On 8 January 2019, after the investigation had been completed, the applicant again asked that the proceedings be discontinued and that a fresh forensic report be commissioned. He enclosed a forensic report of 1 October 2018 commissioned in another criminal proceeding. That report stated that the applicant suffered from “memory disorder”, “essential tremor and the beginnings of Parkinson’s disease”, “major depressive disorder” and “moderate dementia”, and concluded that it could have an impact on his ability to answer questions when giving evidence at the trial and on his defence, and could therefore compromise both.”

The trial took place on 16 and 17 January 2019. The Audiencia Provincial stated at the outset that no report has established the applicant’s inability to understand the trial and to answer questions. During the trial, the applicant, while represented by a defence counsel, was not assisted by his guardian who had declined to continue to act as the guardian because of his own advanced age, and proceedings were pending before a civil court with a view to replacing him. The trial court in the criminal proceedings did not appoint a representative ( defensor judicial ) to assist the applicant in the guardian’s absence.

The applicant was found guilty and sentenced to two years and six months’ imprisonment. The judgment stated that no medical or forensic reports had proved that the applicant’s intellectual capacities were diminished to such an extent as to prevent him from understanding the trial.
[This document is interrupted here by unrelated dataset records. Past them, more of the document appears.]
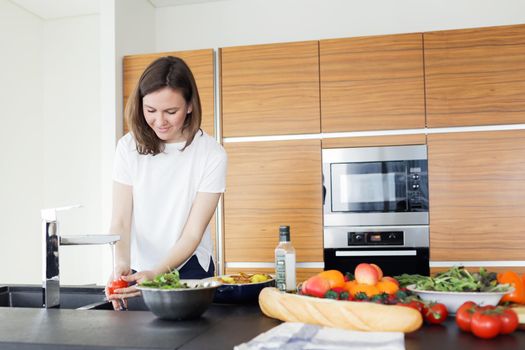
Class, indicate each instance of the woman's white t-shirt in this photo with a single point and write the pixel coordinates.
(164, 188)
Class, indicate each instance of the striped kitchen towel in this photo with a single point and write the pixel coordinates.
(295, 336)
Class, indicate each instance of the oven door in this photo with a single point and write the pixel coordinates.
(396, 249)
(393, 261)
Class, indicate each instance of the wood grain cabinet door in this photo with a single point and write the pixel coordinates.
(271, 184)
(477, 196)
(202, 67)
(270, 89)
(372, 83)
(475, 76)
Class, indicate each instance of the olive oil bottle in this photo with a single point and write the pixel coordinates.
(285, 262)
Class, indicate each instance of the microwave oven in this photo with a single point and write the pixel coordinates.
(375, 186)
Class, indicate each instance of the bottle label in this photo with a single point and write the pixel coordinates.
(280, 270)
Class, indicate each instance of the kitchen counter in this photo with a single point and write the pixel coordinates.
(221, 327)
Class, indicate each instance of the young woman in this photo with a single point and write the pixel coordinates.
(168, 178)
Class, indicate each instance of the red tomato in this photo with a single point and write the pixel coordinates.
(334, 277)
(509, 321)
(316, 286)
(116, 284)
(464, 315)
(485, 324)
(436, 313)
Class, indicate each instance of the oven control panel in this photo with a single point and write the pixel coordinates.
(376, 238)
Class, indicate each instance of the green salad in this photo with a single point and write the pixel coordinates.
(169, 280)
(457, 279)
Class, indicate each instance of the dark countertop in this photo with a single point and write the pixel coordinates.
(221, 327)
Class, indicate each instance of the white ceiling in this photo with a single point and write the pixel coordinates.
(53, 9)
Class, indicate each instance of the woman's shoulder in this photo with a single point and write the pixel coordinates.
(209, 144)
(127, 141)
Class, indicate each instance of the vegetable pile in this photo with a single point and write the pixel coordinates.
(457, 279)
(169, 280)
(245, 278)
(368, 284)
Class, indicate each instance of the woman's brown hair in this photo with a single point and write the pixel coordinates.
(168, 71)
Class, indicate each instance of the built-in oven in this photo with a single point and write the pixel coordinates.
(396, 249)
(375, 203)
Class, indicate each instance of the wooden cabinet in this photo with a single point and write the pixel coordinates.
(475, 76)
(271, 184)
(270, 89)
(477, 196)
(375, 141)
(372, 83)
(201, 65)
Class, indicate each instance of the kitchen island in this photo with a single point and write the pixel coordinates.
(221, 327)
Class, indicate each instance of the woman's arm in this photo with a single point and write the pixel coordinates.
(200, 215)
(121, 225)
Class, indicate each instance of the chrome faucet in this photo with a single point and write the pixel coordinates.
(51, 241)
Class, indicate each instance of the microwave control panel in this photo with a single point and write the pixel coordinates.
(376, 238)
(417, 185)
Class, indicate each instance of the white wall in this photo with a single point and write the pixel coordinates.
(246, 22)
(126, 27)
(71, 136)
(21, 140)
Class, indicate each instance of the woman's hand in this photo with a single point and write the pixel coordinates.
(112, 289)
(131, 291)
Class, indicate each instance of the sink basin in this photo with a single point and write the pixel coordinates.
(86, 298)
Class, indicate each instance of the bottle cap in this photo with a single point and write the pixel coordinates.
(284, 233)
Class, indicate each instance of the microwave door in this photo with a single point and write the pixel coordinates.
(368, 187)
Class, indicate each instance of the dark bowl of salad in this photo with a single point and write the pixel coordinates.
(169, 297)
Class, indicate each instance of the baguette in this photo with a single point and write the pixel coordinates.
(359, 316)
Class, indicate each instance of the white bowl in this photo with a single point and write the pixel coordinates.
(453, 300)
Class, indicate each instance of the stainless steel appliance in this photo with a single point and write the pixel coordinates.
(375, 202)
(396, 249)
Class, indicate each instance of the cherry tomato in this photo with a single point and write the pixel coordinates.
(116, 284)
(464, 315)
(436, 313)
(414, 304)
(334, 277)
(485, 324)
(509, 321)
(316, 286)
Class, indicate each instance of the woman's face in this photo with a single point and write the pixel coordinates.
(165, 111)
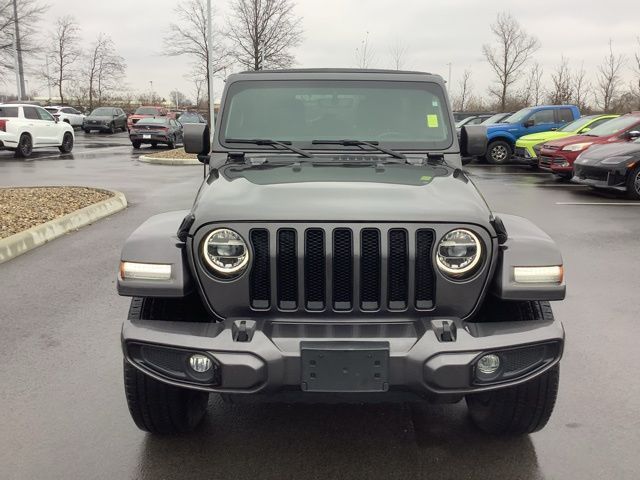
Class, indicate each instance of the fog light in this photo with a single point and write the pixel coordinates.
(200, 363)
(489, 364)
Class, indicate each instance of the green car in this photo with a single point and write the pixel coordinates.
(524, 146)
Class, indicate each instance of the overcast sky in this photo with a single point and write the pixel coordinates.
(434, 32)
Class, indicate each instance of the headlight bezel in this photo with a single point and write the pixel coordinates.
(219, 271)
(468, 272)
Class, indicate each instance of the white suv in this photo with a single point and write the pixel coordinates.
(25, 127)
(67, 114)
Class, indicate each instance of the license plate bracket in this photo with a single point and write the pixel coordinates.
(345, 366)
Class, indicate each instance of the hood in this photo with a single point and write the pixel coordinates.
(349, 193)
(600, 152)
(545, 136)
(576, 139)
(100, 117)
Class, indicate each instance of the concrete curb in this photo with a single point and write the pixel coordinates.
(34, 237)
(169, 161)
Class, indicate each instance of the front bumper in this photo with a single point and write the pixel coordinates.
(557, 161)
(267, 359)
(613, 177)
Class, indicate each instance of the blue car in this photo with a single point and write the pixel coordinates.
(501, 137)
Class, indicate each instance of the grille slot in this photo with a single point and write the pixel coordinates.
(370, 269)
(425, 281)
(260, 277)
(314, 269)
(287, 270)
(342, 269)
(398, 269)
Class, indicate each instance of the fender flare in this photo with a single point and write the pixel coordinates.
(156, 241)
(526, 246)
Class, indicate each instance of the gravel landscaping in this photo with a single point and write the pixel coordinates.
(25, 207)
(176, 153)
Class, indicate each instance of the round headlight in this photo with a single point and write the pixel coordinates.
(225, 252)
(459, 253)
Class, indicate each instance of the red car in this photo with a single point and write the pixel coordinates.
(558, 156)
(145, 112)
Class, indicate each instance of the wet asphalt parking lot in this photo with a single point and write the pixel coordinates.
(64, 414)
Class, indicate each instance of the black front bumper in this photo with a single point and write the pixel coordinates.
(268, 357)
(153, 138)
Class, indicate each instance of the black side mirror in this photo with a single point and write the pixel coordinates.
(197, 139)
(473, 140)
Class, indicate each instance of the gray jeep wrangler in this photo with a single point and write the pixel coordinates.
(336, 251)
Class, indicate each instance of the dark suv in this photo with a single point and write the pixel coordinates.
(336, 251)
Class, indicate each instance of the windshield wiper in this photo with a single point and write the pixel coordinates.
(360, 143)
(266, 141)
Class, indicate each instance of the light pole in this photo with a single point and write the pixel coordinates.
(210, 68)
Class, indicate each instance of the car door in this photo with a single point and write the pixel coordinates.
(541, 121)
(35, 126)
(52, 132)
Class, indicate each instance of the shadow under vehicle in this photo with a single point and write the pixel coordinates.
(336, 252)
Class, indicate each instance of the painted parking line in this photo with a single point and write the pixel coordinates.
(625, 204)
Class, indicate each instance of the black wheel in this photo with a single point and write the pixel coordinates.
(155, 406)
(524, 408)
(633, 184)
(498, 152)
(67, 143)
(25, 146)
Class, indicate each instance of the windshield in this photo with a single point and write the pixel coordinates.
(576, 124)
(519, 116)
(147, 111)
(615, 125)
(398, 114)
(497, 118)
(102, 112)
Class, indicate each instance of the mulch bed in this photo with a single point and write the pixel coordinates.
(24, 207)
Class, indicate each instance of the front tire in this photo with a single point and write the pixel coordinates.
(155, 406)
(25, 146)
(524, 408)
(498, 152)
(633, 184)
(67, 143)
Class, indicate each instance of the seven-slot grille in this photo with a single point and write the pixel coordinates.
(342, 269)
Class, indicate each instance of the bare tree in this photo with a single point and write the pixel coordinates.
(398, 52)
(561, 91)
(609, 79)
(365, 54)
(104, 69)
(263, 33)
(514, 48)
(64, 53)
(29, 15)
(533, 91)
(581, 88)
(464, 91)
(188, 36)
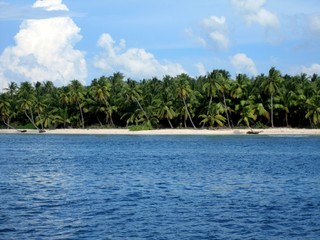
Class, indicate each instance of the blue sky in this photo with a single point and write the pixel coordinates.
(61, 40)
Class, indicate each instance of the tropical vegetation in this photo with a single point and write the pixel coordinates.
(209, 101)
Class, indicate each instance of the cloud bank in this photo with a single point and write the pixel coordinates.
(243, 64)
(44, 50)
(253, 11)
(213, 33)
(133, 62)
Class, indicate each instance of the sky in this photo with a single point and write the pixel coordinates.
(63, 40)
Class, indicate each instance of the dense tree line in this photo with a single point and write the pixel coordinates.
(213, 100)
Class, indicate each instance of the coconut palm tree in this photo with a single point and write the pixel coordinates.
(76, 95)
(271, 87)
(100, 91)
(183, 91)
(27, 101)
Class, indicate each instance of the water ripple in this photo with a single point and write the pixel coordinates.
(159, 187)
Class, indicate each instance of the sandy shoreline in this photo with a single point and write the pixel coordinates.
(268, 131)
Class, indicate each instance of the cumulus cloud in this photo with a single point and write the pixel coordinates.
(313, 69)
(314, 23)
(133, 62)
(243, 64)
(50, 5)
(201, 68)
(216, 29)
(254, 12)
(196, 38)
(213, 33)
(44, 50)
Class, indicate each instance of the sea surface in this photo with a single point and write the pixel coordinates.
(159, 187)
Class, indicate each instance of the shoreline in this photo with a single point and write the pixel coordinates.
(267, 131)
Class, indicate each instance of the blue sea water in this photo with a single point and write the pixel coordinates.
(159, 187)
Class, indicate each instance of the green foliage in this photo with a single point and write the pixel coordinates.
(177, 102)
(142, 127)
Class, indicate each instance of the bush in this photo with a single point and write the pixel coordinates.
(140, 127)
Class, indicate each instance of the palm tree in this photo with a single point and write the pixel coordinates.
(183, 90)
(133, 93)
(214, 115)
(5, 109)
(100, 90)
(76, 91)
(27, 100)
(223, 78)
(271, 87)
(210, 87)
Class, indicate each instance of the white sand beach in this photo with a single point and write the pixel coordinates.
(268, 131)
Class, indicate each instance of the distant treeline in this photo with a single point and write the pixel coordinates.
(213, 100)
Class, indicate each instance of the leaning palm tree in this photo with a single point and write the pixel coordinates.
(183, 91)
(100, 91)
(27, 101)
(271, 87)
(76, 92)
(214, 116)
(133, 94)
(210, 87)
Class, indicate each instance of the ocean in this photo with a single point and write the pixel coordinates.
(159, 187)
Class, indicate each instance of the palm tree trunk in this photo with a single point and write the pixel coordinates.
(31, 120)
(210, 102)
(141, 108)
(81, 113)
(272, 111)
(226, 109)
(184, 102)
(40, 119)
(170, 123)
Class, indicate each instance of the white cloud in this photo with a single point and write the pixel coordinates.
(198, 39)
(214, 22)
(133, 62)
(201, 68)
(50, 5)
(313, 69)
(249, 5)
(254, 12)
(314, 23)
(3, 82)
(220, 39)
(44, 50)
(217, 31)
(243, 64)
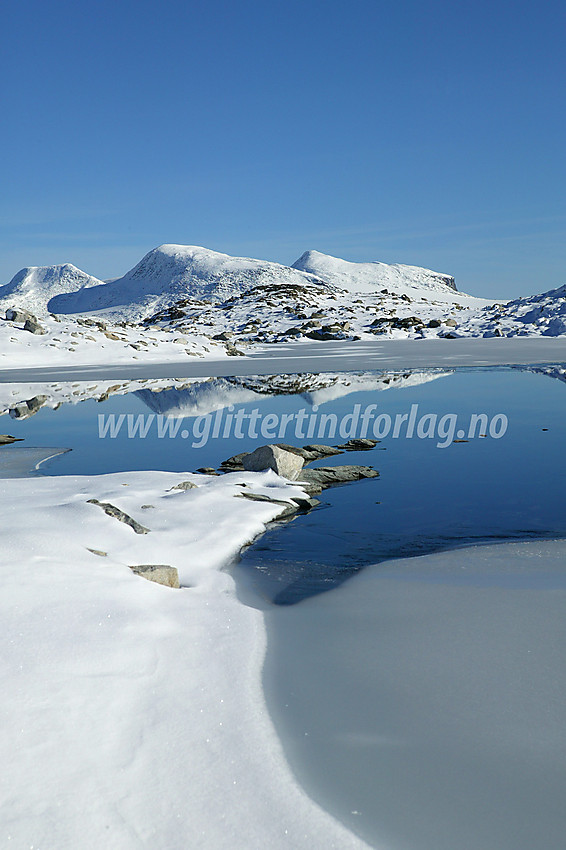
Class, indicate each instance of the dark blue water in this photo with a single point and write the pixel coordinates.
(426, 498)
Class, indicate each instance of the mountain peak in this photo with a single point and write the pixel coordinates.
(373, 276)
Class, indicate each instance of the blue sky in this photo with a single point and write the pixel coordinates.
(425, 133)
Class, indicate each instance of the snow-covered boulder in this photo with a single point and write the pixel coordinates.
(284, 463)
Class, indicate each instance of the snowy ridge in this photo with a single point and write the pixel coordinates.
(170, 272)
(369, 277)
(32, 288)
(537, 315)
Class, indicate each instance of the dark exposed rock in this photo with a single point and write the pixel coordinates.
(113, 511)
(28, 408)
(359, 444)
(33, 326)
(312, 452)
(6, 439)
(325, 476)
(13, 314)
(285, 463)
(184, 485)
(159, 573)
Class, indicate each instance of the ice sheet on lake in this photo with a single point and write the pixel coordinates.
(424, 701)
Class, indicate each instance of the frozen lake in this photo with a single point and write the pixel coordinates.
(416, 678)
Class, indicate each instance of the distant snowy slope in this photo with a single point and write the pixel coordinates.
(33, 288)
(369, 277)
(171, 272)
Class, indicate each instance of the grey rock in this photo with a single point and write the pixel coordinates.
(15, 315)
(6, 439)
(234, 463)
(359, 444)
(113, 511)
(325, 476)
(311, 452)
(159, 573)
(33, 326)
(288, 509)
(284, 463)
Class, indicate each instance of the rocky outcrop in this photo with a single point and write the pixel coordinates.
(325, 476)
(33, 326)
(28, 408)
(359, 444)
(284, 463)
(6, 439)
(113, 511)
(15, 315)
(159, 573)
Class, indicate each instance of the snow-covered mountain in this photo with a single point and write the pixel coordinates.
(372, 277)
(173, 272)
(537, 315)
(33, 288)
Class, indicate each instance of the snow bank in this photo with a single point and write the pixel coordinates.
(537, 315)
(133, 714)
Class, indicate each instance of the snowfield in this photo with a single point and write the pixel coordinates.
(181, 301)
(133, 714)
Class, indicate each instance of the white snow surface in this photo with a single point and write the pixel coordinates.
(170, 272)
(133, 714)
(67, 340)
(32, 288)
(537, 315)
(369, 277)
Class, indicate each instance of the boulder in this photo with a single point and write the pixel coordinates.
(15, 315)
(359, 444)
(6, 439)
(325, 476)
(159, 573)
(28, 408)
(117, 513)
(284, 463)
(33, 327)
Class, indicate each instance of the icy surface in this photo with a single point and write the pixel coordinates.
(424, 701)
(133, 714)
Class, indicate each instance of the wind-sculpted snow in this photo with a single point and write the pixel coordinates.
(33, 288)
(370, 277)
(537, 315)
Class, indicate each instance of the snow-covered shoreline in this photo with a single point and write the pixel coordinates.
(133, 713)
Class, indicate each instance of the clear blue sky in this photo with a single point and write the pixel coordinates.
(430, 133)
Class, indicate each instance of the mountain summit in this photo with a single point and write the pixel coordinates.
(32, 288)
(369, 277)
(170, 272)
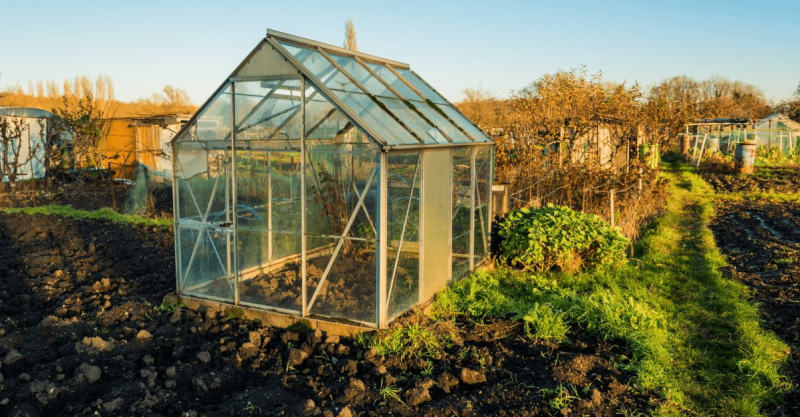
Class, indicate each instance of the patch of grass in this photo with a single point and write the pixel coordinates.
(408, 340)
(104, 213)
(696, 339)
(300, 326)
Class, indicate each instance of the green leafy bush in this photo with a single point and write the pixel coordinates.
(556, 237)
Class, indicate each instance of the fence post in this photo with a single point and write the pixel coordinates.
(612, 206)
(111, 186)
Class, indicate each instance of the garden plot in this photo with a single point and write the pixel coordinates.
(84, 332)
(762, 243)
(765, 179)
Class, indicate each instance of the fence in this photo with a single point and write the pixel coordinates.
(626, 197)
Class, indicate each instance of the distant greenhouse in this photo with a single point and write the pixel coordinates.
(322, 182)
(25, 153)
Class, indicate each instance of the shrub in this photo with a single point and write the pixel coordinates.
(557, 237)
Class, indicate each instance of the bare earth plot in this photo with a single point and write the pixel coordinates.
(81, 335)
(761, 240)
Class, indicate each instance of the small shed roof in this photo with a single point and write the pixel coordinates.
(391, 103)
(30, 112)
(777, 121)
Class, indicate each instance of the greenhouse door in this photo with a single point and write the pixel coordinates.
(436, 213)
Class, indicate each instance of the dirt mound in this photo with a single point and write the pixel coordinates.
(764, 179)
(81, 336)
(762, 243)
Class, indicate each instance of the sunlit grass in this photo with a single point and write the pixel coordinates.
(697, 341)
(101, 214)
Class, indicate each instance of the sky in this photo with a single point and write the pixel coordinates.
(498, 46)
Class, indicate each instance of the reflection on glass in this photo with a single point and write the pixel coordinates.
(462, 205)
(404, 178)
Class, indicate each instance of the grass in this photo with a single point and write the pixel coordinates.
(697, 341)
(104, 213)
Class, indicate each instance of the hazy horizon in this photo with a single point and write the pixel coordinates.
(453, 45)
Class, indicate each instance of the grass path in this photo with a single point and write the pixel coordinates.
(726, 364)
(697, 341)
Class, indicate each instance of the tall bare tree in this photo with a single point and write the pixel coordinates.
(12, 130)
(350, 41)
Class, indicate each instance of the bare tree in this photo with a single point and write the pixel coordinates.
(12, 129)
(350, 41)
(82, 121)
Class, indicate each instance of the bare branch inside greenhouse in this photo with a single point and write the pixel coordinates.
(326, 183)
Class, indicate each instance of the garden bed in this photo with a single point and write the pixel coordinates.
(84, 331)
(764, 179)
(762, 243)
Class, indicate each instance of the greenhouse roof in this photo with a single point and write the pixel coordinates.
(388, 101)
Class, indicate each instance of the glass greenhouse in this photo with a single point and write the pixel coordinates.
(326, 183)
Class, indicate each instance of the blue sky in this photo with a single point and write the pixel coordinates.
(498, 45)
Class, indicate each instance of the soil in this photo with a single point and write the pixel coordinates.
(762, 243)
(81, 335)
(85, 196)
(763, 179)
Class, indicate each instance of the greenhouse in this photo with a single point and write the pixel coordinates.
(325, 183)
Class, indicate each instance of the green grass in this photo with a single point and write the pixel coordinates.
(104, 213)
(697, 341)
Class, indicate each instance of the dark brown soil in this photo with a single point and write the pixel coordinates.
(85, 196)
(762, 243)
(763, 179)
(81, 336)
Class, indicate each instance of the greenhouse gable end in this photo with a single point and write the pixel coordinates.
(325, 183)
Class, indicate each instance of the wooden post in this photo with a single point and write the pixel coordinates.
(111, 186)
(612, 207)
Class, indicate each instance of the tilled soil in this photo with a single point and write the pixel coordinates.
(86, 196)
(764, 179)
(762, 243)
(81, 335)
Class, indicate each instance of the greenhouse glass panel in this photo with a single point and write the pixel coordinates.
(268, 223)
(383, 123)
(214, 123)
(410, 118)
(360, 74)
(462, 206)
(420, 85)
(388, 76)
(267, 110)
(404, 179)
(204, 214)
(483, 198)
(441, 122)
(465, 124)
(341, 219)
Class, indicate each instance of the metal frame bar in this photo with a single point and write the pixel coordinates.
(303, 199)
(473, 190)
(381, 318)
(368, 93)
(402, 232)
(341, 239)
(335, 49)
(234, 198)
(327, 93)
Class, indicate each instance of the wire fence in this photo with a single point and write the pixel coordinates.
(626, 197)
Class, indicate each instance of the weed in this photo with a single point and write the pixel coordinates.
(389, 391)
(234, 313)
(428, 370)
(169, 305)
(300, 326)
(251, 408)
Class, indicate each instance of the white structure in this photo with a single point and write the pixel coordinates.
(36, 122)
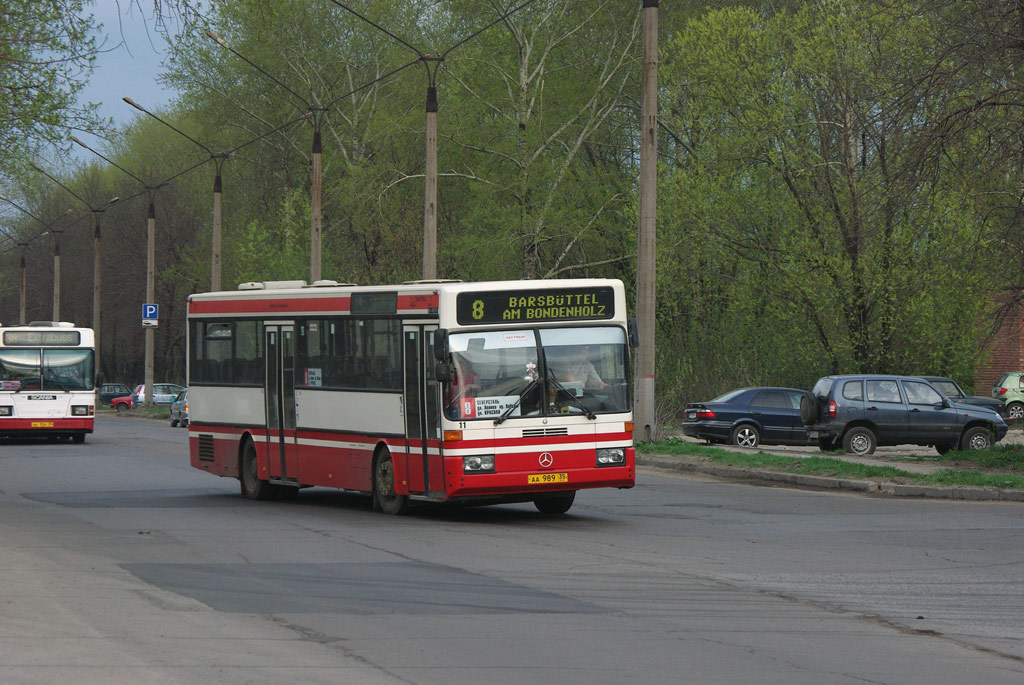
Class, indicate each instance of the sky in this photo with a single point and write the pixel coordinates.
(130, 62)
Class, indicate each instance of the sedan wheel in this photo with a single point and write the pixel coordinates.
(745, 436)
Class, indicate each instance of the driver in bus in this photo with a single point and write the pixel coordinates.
(465, 383)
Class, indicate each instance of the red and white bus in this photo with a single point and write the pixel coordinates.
(47, 374)
(436, 391)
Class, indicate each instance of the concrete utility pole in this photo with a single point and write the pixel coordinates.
(56, 274)
(430, 154)
(96, 258)
(151, 267)
(22, 287)
(647, 229)
(430, 186)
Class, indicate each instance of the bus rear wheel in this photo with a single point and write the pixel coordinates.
(252, 486)
(555, 504)
(385, 497)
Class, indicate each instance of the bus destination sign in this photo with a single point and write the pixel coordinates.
(524, 306)
(41, 338)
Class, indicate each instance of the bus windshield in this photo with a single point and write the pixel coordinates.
(46, 370)
(538, 372)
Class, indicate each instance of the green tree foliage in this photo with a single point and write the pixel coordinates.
(809, 239)
(46, 51)
(839, 180)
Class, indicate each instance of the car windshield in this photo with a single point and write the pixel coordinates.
(530, 372)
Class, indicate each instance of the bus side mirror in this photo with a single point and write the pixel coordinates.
(440, 344)
(441, 373)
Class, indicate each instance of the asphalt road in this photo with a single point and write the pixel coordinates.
(121, 564)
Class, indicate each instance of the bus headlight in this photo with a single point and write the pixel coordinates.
(480, 464)
(610, 457)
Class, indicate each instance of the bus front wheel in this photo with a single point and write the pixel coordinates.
(556, 504)
(385, 497)
(252, 486)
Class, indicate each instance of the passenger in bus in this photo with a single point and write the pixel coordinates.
(580, 370)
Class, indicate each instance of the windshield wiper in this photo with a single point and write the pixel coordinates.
(512, 408)
(572, 398)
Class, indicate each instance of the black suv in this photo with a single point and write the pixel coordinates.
(865, 411)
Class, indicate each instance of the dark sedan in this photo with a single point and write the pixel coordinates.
(749, 417)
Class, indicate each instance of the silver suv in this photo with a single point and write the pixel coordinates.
(863, 412)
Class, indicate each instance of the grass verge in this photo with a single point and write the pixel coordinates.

The Audiencia Provincial considered that the applicant had understood the trial because, when making his closing arguments, he had said: “I didn’t know anything [about the facts], I only went to the construction site and signed what I was asked to sign; I suffered from cancer at that time.”

The applicant’s cassation appeal to the Supreme Court was dismissed.

Lastly, the applicant lodged an amparo appeal with the Constitutional Court, which was declared inadmissible for lack of constitutional relevance. The applicant complains under Article 6 § 3 (b) that he could not duly prepare his defence and give evidence during the trial because of his diminished intellectual capacity.

QUESTIONS TO THE PARTIES

1. Has there been a violation of the applicant’s right to a fair trial under Article 6 § 1 of the Convention in the criminal trial against him (see O’Donnell v. the United Kingdom , no. 16667/10, §§ 55-58, 7 April 2015)?

2. Was the applicant able, in view of his mental capacity, to duly prepare his defence before and during the trial, as required by Article 6 § 3 (b) of the Convention (see Galstyan v. Armenia, no. 26986/03, § 84, 15 November 2007)?

Did the lack of a guardian and court-appointed representative during the trial ( defensor judicial ) affect the applicant’s right to prepare his defence, as required by Article 6 § 3 (b) of the Convention (see Vaudelle v. France , no. 35683/97, §§ 52 and 53, ECHR 2001 ‑ I)?

The Government are further asked to provide a transcript and any other recording of the applicant’s trial, the applicant’s criminal records and any other material that could be relevant or complement the documents submitted in the application.